I am using a data.table to store data which is in a string format. The strings hold information that I want to retrieve using a function. This function, in my real script, does multiple calculations and parsing, and at the end returns another data.table with many columns and many rows. This function receives a whole row of my original data.table as argument (all variables are used): myFun(dt[rowNumber, ]

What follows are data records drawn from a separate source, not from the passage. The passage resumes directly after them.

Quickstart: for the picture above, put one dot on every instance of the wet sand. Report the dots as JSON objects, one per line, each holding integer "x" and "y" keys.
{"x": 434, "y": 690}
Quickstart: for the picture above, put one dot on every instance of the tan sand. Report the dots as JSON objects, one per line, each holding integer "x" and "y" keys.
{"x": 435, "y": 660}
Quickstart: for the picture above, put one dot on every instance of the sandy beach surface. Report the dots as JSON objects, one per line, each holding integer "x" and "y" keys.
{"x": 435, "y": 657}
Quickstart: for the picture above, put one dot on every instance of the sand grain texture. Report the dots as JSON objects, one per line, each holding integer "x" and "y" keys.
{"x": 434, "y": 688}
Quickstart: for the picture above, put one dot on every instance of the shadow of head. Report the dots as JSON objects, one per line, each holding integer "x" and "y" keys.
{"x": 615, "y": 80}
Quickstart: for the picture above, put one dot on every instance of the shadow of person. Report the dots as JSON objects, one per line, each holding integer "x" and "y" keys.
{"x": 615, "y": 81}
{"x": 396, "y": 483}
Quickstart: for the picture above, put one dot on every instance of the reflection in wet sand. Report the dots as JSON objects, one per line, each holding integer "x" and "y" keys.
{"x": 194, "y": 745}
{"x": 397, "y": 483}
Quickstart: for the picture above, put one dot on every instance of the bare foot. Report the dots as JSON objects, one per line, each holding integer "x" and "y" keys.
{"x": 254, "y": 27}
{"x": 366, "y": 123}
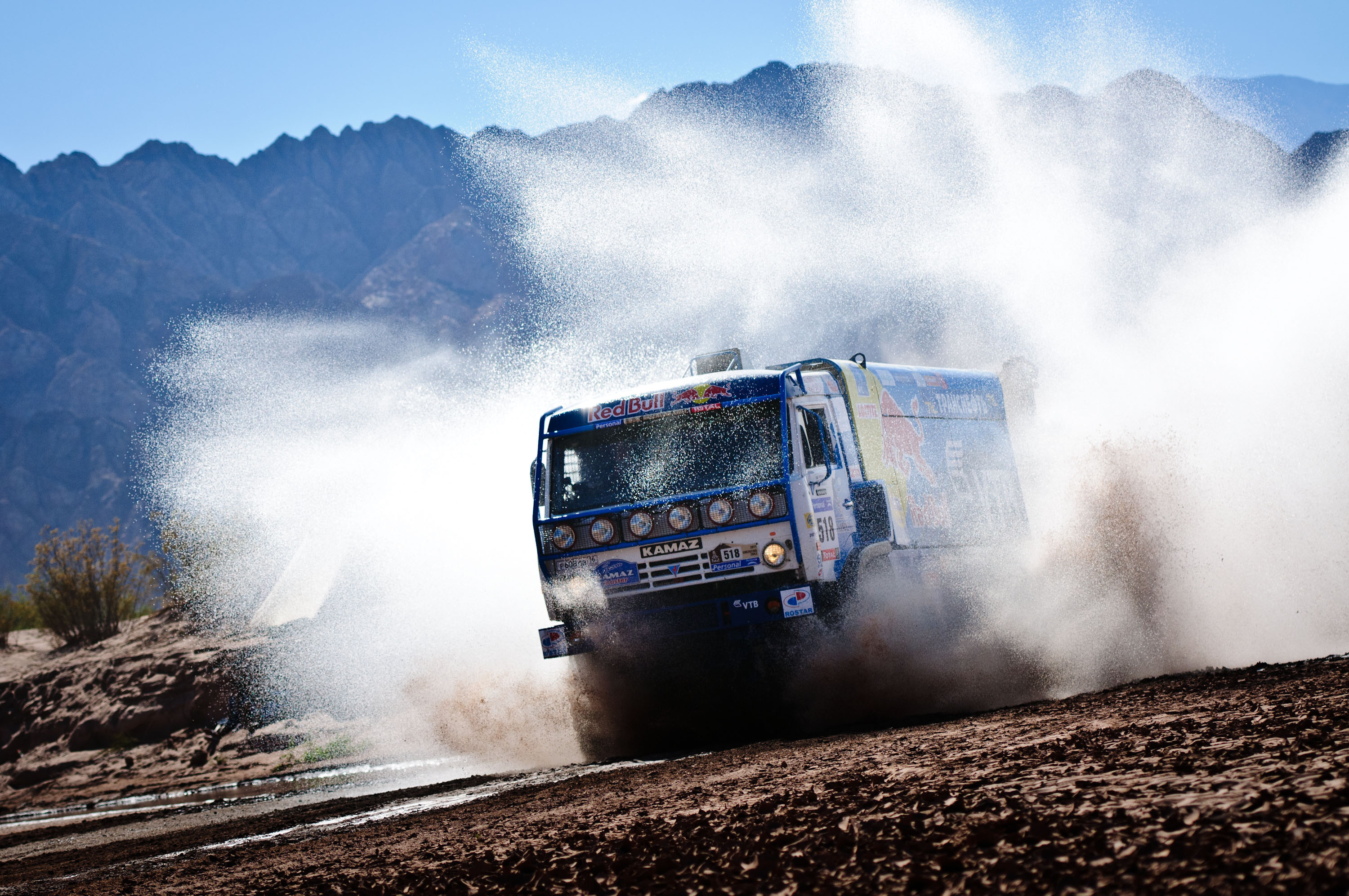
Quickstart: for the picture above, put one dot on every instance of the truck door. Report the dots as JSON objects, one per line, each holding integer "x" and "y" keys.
{"x": 825, "y": 481}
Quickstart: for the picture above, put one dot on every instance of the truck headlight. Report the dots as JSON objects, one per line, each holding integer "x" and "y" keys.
{"x": 602, "y": 531}
{"x": 721, "y": 511}
{"x": 564, "y": 538}
{"x": 641, "y": 524}
{"x": 761, "y": 504}
{"x": 680, "y": 519}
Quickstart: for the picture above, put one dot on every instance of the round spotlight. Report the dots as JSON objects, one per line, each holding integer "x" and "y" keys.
{"x": 564, "y": 538}
{"x": 602, "y": 531}
{"x": 721, "y": 511}
{"x": 680, "y": 519}
{"x": 641, "y": 524}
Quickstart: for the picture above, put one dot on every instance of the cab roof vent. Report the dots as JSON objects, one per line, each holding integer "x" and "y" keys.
{"x": 715, "y": 362}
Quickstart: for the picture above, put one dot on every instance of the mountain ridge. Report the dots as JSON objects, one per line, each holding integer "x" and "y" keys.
{"x": 385, "y": 222}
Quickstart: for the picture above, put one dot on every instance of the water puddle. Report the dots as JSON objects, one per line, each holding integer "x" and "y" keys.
{"x": 363, "y": 778}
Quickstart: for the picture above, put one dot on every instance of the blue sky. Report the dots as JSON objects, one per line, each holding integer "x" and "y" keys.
{"x": 104, "y": 77}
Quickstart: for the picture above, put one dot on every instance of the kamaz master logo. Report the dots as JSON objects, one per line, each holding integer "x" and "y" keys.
{"x": 667, "y": 548}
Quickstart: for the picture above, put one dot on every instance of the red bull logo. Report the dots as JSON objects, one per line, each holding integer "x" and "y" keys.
{"x": 902, "y": 439}
{"x": 625, "y": 408}
{"x": 701, "y": 394}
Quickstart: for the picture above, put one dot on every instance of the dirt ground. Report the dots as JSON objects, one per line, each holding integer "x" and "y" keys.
{"x": 1223, "y": 782}
{"x": 149, "y": 710}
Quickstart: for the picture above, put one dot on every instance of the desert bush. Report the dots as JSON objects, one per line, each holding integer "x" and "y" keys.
{"x": 15, "y": 616}
{"x": 87, "y": 582}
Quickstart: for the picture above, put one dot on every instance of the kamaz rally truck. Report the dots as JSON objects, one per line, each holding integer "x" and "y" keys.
{"x": 736, "y": 504}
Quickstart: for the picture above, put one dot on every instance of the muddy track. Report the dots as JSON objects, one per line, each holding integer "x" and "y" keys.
{"x": 1224, "y": 782}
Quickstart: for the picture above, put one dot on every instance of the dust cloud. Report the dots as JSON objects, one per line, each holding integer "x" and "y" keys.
{"x": 1169, "y": 276}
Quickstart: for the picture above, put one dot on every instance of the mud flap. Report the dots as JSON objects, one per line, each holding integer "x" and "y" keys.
{"x": 560, "y": 640}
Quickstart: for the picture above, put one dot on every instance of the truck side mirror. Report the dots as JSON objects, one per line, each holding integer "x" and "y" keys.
{"x": 872, "y": 512}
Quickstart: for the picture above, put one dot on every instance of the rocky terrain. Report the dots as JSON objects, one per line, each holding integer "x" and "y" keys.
{"x": 1223, "y": 782}
{"x": 153, "y": 709}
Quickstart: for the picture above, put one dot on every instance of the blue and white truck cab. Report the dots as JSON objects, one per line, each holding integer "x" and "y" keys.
{"x": 738, "y": 499}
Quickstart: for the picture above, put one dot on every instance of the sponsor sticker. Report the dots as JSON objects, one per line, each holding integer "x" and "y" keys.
{"x": 554, "y": 642}
{"x": 733, "y": 557}
{"x": 667, "y": 548}
{"x": 571, "y": 566}
{"x": 796, "y": 602}
{"x": 616, "y": 573}
{"x": 701, "y": 394}
{"x": 960, "y": 405}
{"x": 929, "y": 381}
{"x": 625, "y": 408}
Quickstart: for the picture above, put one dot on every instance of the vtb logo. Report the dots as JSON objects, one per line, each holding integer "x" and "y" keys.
{"x": 702, "y": 394}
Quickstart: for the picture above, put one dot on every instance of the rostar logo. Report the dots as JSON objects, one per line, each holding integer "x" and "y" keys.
{"x": 701, "y": 394}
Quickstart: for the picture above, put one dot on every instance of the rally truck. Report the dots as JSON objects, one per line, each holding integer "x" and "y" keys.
{"x": 687, "y": 524}
{"x": 738, "y": 499}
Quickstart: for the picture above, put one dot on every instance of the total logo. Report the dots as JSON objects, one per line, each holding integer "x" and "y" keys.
{"x": 798, "y": 602}
{"x": 701, "y": 394}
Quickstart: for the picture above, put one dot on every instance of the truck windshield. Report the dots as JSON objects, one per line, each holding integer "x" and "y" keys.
{"x": 667, "y": 457}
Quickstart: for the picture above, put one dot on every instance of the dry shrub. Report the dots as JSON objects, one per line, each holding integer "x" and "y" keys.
{"x": 87, "y": 582}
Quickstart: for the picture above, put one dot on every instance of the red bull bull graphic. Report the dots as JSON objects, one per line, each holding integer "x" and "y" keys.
{"x": 903, "y": 439}
{"x": 701, "y": 394}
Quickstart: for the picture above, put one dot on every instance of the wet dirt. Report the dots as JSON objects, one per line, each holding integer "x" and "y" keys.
{"x": 1223, "y": 782}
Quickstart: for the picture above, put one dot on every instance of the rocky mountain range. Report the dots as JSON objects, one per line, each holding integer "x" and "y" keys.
{"x": 385, "y": 222}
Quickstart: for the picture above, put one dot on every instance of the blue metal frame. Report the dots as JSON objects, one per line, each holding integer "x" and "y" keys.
{"x": 786, "y": 482}
{"x": 787, "y": 453}
{"x": 657, "y": 503}
{"x": 539, "y": 472}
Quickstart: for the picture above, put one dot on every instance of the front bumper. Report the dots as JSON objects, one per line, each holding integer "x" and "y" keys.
{"x": 755, "y": 608}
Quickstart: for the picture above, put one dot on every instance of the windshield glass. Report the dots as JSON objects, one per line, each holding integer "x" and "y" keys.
{"x": 667, "y": 457}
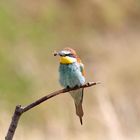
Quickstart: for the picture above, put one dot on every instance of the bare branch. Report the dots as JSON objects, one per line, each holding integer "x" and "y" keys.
{"x": 19, "y": 110}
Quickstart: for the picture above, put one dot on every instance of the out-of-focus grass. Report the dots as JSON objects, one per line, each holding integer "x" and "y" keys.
{"x": 105, "y": 35}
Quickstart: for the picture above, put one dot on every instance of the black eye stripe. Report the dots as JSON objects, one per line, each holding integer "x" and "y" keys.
{"x": 71, "y": 55}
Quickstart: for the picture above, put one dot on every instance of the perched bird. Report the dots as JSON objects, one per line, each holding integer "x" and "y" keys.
{"x": 71, "y": 74}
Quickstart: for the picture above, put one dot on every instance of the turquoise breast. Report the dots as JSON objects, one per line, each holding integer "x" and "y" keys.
{"x": 70, "y": 75}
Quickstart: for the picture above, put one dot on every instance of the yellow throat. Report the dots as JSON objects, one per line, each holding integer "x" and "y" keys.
{"x": 67, "y": 60}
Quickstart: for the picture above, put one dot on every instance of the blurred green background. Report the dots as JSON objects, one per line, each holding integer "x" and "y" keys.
{"x": 106, "y": 35}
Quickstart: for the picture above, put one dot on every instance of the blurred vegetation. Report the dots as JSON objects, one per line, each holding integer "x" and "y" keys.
{"x": 106, "y": 35}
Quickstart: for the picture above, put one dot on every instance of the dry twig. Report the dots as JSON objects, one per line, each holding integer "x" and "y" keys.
{"x": 19, "y": 110}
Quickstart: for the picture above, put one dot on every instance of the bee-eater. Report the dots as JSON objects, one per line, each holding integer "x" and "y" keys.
{"x": 71, "y": 74}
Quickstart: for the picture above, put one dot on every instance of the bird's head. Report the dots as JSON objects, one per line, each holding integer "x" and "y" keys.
{"x": 67, "y": 56}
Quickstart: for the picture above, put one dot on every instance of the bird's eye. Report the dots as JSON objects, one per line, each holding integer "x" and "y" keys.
{"x": 70, "y": 55}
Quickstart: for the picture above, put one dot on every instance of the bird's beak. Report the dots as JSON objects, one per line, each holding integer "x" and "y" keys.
{"x": 55, "y": 53}
{"x": 60, "y": 53}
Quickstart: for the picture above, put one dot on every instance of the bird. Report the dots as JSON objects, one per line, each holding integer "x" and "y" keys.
{"x": 72, "y": 74}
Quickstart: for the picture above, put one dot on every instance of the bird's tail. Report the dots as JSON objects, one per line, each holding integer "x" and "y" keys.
{"x": 79, "y": 111}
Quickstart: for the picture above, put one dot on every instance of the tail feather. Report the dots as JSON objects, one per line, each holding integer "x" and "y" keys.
{"x": 79, "y": 111}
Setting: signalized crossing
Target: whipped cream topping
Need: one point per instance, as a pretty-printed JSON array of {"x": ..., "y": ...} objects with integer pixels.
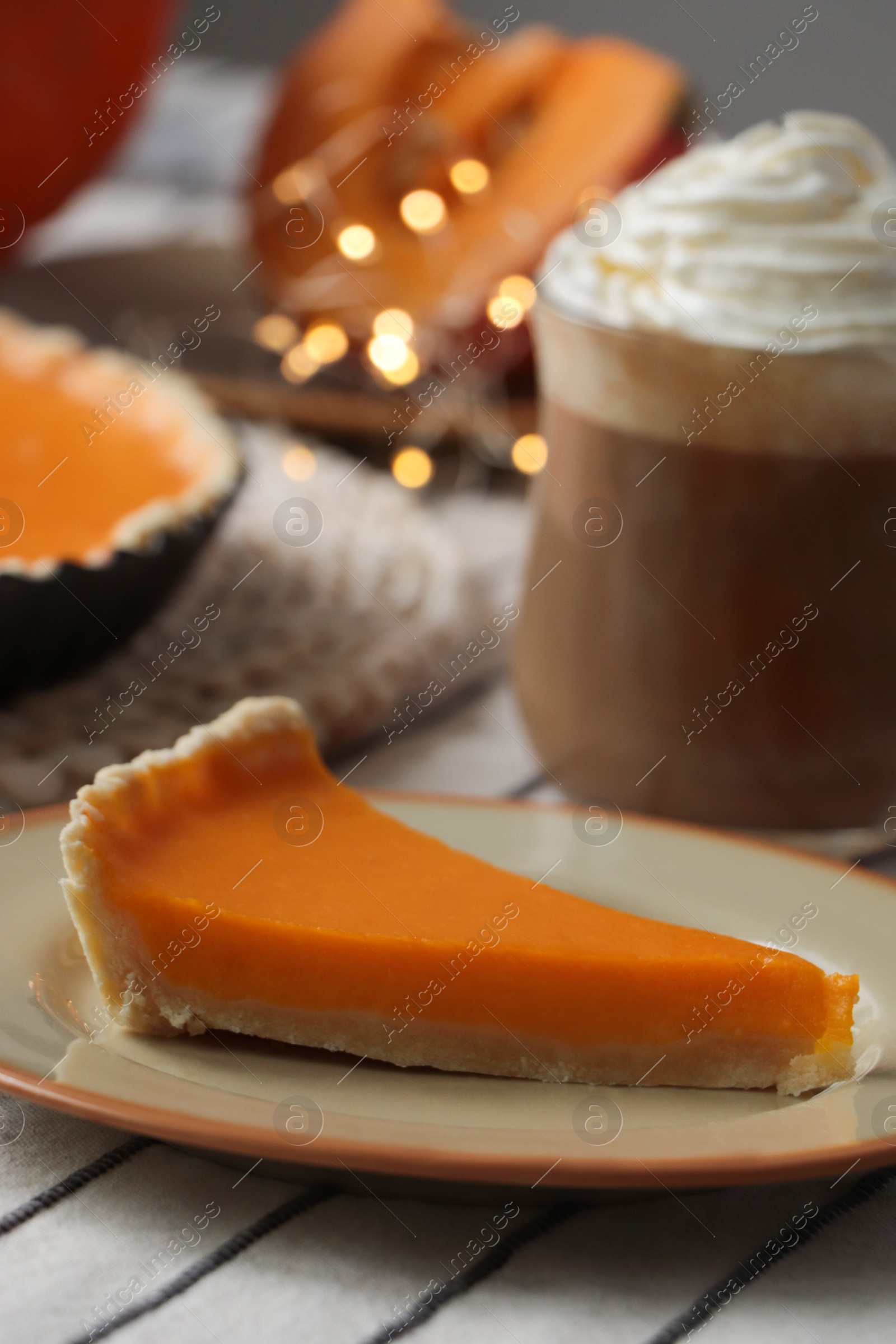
[{"x": 732, "y": 242}]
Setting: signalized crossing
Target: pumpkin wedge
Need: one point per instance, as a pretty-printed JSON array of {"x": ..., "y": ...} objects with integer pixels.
[{"x": 231, "y": 884}]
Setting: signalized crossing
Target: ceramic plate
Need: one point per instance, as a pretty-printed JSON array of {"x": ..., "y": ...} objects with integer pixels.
[{"x": 314, "y": 1109}]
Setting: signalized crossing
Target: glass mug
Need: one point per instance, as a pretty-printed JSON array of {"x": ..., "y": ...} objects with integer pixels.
[{"x": 708, "y": 628}]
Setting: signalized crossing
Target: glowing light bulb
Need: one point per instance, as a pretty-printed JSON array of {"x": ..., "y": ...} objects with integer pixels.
[
  {"x": 276, "y": 333},
  {"x": 297, "y": 365},
  {"x": 356, "y": 242},
  {"x": 423, "y": 212},
  {"x": 519, "y": 288},
  {"x": 469, "y": 175},
  {"x": 388, "y": 353},
  {"x": 413, "y": 468},
  {"x": 406, "y": 373},
  {"x": 506, "y": 312},
  {"x": 530, "y": 455},
  {"x": 394, "y": 321},
  {"x": 298, "y": 463},
  {"x": 325, "y": 343}
]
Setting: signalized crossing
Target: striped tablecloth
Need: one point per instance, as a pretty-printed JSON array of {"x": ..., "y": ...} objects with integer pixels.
[{"x": 106, "y": 1231}]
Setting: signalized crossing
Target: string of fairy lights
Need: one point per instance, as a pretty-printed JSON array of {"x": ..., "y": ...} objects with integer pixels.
[{"x": 389, "y": 353}]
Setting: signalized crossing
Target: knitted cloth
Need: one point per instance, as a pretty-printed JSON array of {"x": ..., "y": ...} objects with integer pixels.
[{"x": 349, "y": 626}]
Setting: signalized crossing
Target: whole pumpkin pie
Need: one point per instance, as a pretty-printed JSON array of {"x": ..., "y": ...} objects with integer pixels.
[{"x": 231, "y": 884}]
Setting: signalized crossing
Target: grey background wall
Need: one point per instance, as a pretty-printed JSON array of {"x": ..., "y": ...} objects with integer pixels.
[{"x": 844, "y": 62}]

While some columns of my original data.table will still be used later in my script, one of the variables in the data.table is expendable after processing, so I want to replace this variable with the data.table I get from my function. This allows me to keep some link between my remaining variables and this new data.table, so I can later pass all together to other functions.
However, since I am working with many rows, I want to speed things up using data.table::set function to update my cell, but R won't allow me to use:
data.table::set(dt, i=rowNum, j=colNum, value = list(list(myFun(dt[rowNum, ])))
If firstly, I don't do:
dt$someVar[1L] <- list(myFun(dt[1L, ]))
This is the following warning that I get using only set
In data.table::set(dt, i = rowNum, j = colNum, value = list(list(myFun(dt[rowNum, : Coerced 'list' RHS to 'character' to match the column's type. Either change the target column to 'list' first (by creating a new 'list' vector length 3 (nrows of entire table) and assign that; i.e. 'replace' column), or coerce RHS to 'character' (e.g. 1L, NA_[real|integer]_, as.*, etc) to make your intent clear and for speed. Or, set the column type correctly up front when you create the table and stick to it, please.
I receive the same warning when using solely:
dt[rowNum, ((names(dt))[colNum]) := list(list(myFun(dt[rowNum, ])))]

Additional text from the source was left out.